I like Bryan Dobson’s response! Pretty professional - rapidly distancing himself from BB’s comments in the few seconds available. Is it against the law and/or broadcasting rules to run that kind of ‘advice’ unchallenged on a news programme? Dobbo was probably in a major panic. Not only might he have thought the advice was bad, but he had nobody to balance BB’s view and had no way of knowing what conflicts of interest the ‘expert’ had. Did the expert have a load of shares himself? Who knows. “On your head be it!”
I think Dobbos raised eyebrow at the end was his standard “we’ll wait and see”, he’d do it to someone if they said it would probably rain at some stage next month. Standard “we at RTE are impartial, can you not tell by nods and winks!”. As yogi said it was Dobbo that brought up the “buying opportunity”.
In fairness to ‘Le rat’, it is the third anniversary since BB made the recommendation to buy bank shares and it would be a shame to allow the passing of such an anniversary to happen without a celebration.
I’m not going to show it my husband though, as he bought 6k of BoI shares around that time on the basis that they were at a ‘historic low’. For better, for worse, for richer, for poorer and all that.
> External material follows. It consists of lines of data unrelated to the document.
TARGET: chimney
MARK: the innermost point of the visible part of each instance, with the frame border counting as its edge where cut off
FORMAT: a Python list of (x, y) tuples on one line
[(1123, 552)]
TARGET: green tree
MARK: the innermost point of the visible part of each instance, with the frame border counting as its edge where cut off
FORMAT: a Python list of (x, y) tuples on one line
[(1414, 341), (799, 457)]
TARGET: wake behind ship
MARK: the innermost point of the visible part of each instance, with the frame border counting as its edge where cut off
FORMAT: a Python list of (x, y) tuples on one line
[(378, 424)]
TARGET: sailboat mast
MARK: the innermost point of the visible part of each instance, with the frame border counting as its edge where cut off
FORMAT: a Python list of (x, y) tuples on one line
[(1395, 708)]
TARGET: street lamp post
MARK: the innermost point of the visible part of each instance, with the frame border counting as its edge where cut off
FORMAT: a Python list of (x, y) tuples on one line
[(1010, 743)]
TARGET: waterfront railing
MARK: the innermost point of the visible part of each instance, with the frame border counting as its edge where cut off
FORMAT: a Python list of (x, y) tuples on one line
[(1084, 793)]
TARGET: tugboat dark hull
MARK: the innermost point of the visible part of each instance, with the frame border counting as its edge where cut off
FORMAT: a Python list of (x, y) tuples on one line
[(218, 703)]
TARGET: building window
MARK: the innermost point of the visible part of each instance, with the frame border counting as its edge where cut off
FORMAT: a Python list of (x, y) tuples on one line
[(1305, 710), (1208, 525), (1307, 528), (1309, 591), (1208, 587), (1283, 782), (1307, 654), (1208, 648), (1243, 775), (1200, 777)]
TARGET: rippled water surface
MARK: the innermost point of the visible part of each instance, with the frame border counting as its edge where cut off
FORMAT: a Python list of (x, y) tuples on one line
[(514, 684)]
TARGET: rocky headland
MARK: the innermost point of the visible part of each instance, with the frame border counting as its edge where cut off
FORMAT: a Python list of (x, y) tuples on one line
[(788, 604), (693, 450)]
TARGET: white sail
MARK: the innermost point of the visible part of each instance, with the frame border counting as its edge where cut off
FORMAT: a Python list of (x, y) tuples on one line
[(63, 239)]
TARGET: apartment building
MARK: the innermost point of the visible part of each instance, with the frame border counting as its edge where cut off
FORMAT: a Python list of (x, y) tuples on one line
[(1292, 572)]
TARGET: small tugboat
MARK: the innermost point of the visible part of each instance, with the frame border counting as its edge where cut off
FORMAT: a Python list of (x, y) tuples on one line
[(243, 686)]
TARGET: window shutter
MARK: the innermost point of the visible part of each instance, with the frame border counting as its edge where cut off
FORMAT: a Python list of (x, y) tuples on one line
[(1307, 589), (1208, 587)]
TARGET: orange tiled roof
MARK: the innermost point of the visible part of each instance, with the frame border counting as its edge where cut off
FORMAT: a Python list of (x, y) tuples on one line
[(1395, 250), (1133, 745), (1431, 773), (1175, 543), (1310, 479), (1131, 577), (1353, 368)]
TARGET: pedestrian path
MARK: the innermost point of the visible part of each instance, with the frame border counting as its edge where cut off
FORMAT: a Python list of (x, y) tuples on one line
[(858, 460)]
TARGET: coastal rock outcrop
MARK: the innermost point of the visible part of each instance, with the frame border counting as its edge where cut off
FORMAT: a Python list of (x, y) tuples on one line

1] In relatively good times, when banks apply alot of leverage to low lending margins you can make 15%+ per year on your equity investment
2] In Bad times, you will lose your entire investment
3] Book Value ( the most traditional metric to value a bank) is meaningless. Its management’s assessment of future loan losses. (Their track record in predicting the future is not exactly stellar, so take it with a pinch of salt)
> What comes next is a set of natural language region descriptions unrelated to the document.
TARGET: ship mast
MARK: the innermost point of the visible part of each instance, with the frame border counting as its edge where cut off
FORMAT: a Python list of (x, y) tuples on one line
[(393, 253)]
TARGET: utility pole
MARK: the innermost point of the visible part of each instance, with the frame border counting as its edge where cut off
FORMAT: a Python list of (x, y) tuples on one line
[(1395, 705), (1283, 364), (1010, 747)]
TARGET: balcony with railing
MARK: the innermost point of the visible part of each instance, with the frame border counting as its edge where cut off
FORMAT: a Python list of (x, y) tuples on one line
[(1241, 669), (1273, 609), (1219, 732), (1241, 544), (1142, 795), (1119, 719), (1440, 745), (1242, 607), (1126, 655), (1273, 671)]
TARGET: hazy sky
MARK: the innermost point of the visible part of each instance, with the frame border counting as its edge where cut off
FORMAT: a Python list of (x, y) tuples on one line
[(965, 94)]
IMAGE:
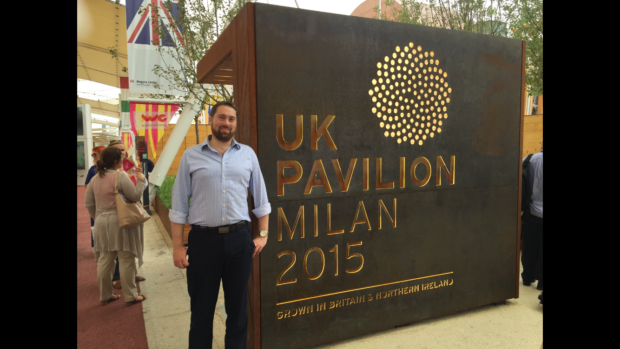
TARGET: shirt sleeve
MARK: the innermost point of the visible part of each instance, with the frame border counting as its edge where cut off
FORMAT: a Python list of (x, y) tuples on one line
[(89, 201), (181, 192), (258, 189)]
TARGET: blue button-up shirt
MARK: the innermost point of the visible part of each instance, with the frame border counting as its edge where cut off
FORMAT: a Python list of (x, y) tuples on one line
[(218, 186)]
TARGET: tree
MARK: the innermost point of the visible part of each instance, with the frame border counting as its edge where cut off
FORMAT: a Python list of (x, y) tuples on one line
[(491, 17), (201, 23), (527, 25)]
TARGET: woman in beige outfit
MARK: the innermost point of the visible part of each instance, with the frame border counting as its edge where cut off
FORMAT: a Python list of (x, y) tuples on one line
[(110, 240)]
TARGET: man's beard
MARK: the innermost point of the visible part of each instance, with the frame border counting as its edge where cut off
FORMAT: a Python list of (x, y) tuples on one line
[(221, 137)]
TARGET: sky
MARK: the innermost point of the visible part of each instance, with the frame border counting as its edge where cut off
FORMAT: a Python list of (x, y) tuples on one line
[(342, 7)]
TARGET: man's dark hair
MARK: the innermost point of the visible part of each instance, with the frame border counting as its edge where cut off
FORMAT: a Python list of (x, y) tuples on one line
[(228, 104), (107, 159)]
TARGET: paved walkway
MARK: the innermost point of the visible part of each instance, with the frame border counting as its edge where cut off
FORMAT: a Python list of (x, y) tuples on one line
[(516, 324)]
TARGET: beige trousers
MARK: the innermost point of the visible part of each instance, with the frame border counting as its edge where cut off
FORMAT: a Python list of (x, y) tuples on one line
[(105, 270)]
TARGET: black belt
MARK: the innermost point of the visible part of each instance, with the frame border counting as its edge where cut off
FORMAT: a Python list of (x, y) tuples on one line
[(221, 229)]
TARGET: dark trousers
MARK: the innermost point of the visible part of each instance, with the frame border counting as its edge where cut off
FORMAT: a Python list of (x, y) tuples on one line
[(215, 256), (531, 256)]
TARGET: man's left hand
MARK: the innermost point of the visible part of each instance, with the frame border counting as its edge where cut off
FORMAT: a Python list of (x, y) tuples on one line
[(259, 242)]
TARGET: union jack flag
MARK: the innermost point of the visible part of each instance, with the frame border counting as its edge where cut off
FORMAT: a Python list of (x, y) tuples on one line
[(141, 28)]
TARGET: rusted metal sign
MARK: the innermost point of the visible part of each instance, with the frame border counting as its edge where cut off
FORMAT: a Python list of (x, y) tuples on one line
[(390, 153)]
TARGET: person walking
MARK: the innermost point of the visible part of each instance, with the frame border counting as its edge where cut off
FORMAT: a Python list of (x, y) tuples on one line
[(116, 278), (92, 171), (531, 256), (110, 240), (217, 175)]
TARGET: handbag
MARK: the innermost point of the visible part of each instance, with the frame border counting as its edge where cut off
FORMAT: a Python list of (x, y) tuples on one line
[(130, 214)]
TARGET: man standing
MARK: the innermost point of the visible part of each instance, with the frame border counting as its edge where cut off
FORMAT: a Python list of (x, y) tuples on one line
[(531, 256), (217, 175)]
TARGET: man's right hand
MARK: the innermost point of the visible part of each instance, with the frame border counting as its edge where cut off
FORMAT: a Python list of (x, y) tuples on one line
[(179, 256)]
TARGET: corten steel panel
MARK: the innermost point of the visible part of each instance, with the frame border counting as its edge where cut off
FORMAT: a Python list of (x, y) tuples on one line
[(460, 238)]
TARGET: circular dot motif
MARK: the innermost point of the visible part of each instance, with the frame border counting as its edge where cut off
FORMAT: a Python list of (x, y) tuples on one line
[(427, 86)]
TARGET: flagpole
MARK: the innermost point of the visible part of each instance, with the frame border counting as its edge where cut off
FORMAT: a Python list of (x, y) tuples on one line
[(174, 143)]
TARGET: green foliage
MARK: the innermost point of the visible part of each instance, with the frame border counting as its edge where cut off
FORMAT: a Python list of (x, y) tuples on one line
[(527, 25), (520, 19), (201, 25), (165, 191)]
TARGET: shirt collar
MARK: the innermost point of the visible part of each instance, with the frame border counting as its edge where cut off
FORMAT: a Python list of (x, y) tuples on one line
[(206, 143)]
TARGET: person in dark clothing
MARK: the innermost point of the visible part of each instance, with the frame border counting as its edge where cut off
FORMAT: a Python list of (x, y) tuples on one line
[(531, 256)]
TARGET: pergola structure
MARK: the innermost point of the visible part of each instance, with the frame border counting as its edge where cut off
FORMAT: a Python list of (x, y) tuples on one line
[(101, 26)]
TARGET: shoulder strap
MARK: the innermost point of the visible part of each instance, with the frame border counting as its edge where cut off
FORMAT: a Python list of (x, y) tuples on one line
[(526, 163)]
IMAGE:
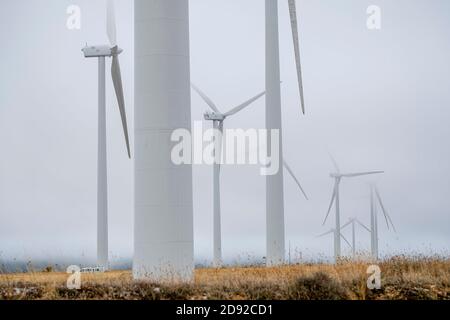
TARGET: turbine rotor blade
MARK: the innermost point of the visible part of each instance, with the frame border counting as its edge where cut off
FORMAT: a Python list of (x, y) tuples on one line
[(244, 105), (205, 98), (333, 197), (111, 23), (326, 233), (363, 225), (346, 241), (220, 144), (334, 163), (359, 174), (347, 224), (386, 215), (117, 81), (294, 27), (288, 168)]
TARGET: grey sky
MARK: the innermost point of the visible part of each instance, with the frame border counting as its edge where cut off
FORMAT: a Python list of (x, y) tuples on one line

4] The same bank can be recapitalised several times, wiping out shareholders again and again when the economy hits the next road bump. I’ve lost count of the amount of times BKIR has come to the table asking for more capital, those who participated in the last one being subsequently wiped out by the next one.
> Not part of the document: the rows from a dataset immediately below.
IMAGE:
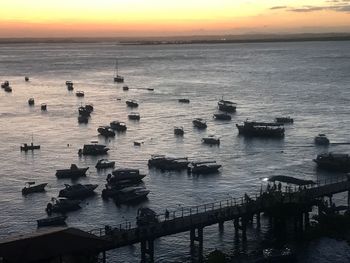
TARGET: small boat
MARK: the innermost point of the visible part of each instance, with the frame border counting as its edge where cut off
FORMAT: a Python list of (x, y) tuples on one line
[(77, 191), (205, 167), (118, 126), (8, 89), (284, 120), (227, 106), (117, 78), (132, 103), (199, 123), (106, 131), (30, 187), (104, 164), (93, 149), (211, 140), (31, 101), (25, 147), (52, 221), (321, 139), (333, 161), (134, 116), (222, 116), (62, 205), (184, 100), (72, 172), (179, 130), (80, 93)]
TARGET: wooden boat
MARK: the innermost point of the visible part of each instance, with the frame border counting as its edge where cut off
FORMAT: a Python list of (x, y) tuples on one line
[(77, 191), (134, 116), (30, 187), (118, 126), (104, 164), (199, 123), (117, 77), (52, 221), (31, 101), (72, 172), (227, 106), (179, 130)]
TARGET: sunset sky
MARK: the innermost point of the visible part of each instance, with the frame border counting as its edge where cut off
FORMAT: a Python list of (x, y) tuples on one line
[(112, 18)]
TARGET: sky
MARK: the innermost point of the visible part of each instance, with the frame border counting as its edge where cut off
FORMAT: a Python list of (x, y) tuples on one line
[(130, 18)]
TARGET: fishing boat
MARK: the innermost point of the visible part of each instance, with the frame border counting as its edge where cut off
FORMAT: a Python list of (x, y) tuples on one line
[(62, 205), (30, 187), (199, 123), (321, 139), (134, 116), (106, 131), (117, 78), (179, 130), (132, 103), (118, 126), (261, 129), (211, 140), (72, 172), (77, 191), (52, 221), (31, 101), (104, 164), (227, 106), (93, 149), (333, 161), (204, 167)]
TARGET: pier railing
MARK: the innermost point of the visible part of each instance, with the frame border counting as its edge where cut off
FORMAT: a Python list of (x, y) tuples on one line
[(172, 214)]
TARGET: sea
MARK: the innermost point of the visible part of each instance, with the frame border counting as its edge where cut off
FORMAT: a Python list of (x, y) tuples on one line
[(308, 81)]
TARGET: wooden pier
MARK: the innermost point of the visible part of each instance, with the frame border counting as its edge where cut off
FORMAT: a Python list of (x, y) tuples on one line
[(293, 203)]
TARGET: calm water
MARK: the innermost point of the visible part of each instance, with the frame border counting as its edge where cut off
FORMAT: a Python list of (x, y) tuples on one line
[(308, 81)]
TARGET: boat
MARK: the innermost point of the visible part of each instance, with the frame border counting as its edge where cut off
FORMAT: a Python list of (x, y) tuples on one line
[(104, 164), (227, 106), (146, 216), (199, 123), (168, 163), (62, 205), (134, 116), (132, 103), (204, 167), (222, 116), (333, 161), (25, 147), (72, 172), (261, 129), (179, 130), (30, 187), (284, 120), (106, 131), (118, 126), (124, 175), (184, 100), (80, 93), (31, 101), (52, 221), (77, 191), (321, 139), (212, 140), (117, 78), (93, 149)]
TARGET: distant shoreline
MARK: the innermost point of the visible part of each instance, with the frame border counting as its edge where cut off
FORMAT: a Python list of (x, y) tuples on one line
[(219, 39)]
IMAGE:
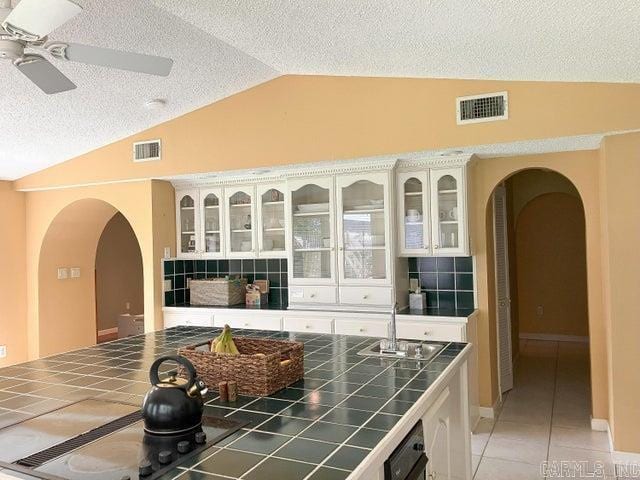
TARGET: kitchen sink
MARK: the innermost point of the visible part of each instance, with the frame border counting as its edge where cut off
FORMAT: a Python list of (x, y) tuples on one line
[(426, 351)]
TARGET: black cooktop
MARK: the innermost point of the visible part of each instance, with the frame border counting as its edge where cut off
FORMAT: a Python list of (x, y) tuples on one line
[(101, 440)]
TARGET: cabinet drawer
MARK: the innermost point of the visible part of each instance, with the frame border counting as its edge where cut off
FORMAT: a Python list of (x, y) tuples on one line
[(431, 331), (367, 296), (312, 294), (264, 322), (366, 328), (308, 324)]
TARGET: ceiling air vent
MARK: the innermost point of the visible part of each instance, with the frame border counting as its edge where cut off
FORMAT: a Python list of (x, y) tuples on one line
[(488, 107), (146, 151)]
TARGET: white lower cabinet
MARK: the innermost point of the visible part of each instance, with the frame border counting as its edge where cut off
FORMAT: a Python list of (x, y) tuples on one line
[(363, 327), (453, 332), (437, 434), (309, 324), (192, 318), (261, 322), (367, 296)]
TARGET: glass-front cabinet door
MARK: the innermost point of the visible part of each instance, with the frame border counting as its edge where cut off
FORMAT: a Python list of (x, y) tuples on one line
[(413, 213), (188, 223), (271, 221), (447, 212), (211, 224), (240, 222), (363, 228), (312, 247)]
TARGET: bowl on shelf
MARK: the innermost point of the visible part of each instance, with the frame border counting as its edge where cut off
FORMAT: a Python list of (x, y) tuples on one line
[(313, 207)]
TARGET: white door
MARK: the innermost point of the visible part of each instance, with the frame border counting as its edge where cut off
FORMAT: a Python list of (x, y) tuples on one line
[(448, 207), (364, 230), (240, 221), (211, 223), (503, 300), (188, 224), (414, 233), (311, 244), (272, 221)]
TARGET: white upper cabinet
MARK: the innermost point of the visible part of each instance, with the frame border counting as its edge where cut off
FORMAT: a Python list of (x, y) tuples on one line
[(310, 204), (448, 211), (272, 220), (414, 232), (364, 229), (240, 221), (188, 223), (211, 225)]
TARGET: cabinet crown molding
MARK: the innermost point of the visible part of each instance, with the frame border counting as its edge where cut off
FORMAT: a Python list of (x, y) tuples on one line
[(282, 173)]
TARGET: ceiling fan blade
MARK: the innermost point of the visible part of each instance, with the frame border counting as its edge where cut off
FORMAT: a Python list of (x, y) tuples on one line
[(35, 19), (44, 75), (106, 57)]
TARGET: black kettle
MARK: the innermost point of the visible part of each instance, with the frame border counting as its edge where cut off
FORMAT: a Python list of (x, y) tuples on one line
[(175, 405)]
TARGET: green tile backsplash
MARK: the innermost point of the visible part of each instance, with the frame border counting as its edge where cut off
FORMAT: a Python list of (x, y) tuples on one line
[(447, 281), (178, 271)]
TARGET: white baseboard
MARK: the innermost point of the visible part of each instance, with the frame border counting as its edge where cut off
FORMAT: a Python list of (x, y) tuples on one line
[(554, 338), (108, 331), (490, 412), (618, 457)]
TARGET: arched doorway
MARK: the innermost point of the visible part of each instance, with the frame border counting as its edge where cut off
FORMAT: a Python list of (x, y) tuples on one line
[(119, 281), (66, 276), (536, 243)]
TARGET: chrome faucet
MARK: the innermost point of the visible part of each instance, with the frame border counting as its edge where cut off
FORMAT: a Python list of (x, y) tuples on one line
[(392, 343)]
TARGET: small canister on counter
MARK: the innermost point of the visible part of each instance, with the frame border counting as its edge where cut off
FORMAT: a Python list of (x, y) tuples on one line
[(232, 391), (223, 388)]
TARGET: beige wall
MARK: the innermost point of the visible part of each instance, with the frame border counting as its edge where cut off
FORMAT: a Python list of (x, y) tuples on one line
[(620, 180), (13, 281), (67, 307), (551, 266), (296, 119), (119, 279), (140, 203)]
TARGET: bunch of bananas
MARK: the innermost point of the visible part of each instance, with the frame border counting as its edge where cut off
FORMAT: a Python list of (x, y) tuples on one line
[(224, 343)]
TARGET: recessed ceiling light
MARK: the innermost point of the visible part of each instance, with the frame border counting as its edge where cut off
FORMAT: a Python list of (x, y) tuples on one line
[(155, 104)]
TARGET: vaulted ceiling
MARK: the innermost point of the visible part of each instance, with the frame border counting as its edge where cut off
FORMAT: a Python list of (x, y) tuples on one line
[(223, 47)]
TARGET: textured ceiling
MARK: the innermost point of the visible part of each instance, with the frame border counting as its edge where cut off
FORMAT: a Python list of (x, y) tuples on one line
[(38, 130), (226, 46), (573, 40)]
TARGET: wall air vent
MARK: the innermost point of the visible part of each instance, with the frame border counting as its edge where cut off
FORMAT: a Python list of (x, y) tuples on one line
[(146, 151), (488, 107)]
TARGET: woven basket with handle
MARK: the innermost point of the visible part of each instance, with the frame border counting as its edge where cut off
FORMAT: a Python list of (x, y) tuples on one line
[(262, 368)]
Why anyone would want to own a bank share as we engage in the unwind of a 30 year credit bubble is beyond me!
Ask Warren Buffet. Has he not just ploughed 5 billion into Bank of America! Now that that i think of it, they he not admit to getting burnt on irish bank shares during the rout. He must have been listening to Brendan as well.
He bought preference shares, though, with a fixed 6% coupon. He’ll only get burnt if they really do go tits up - not just if they look for a equity recapitalisation.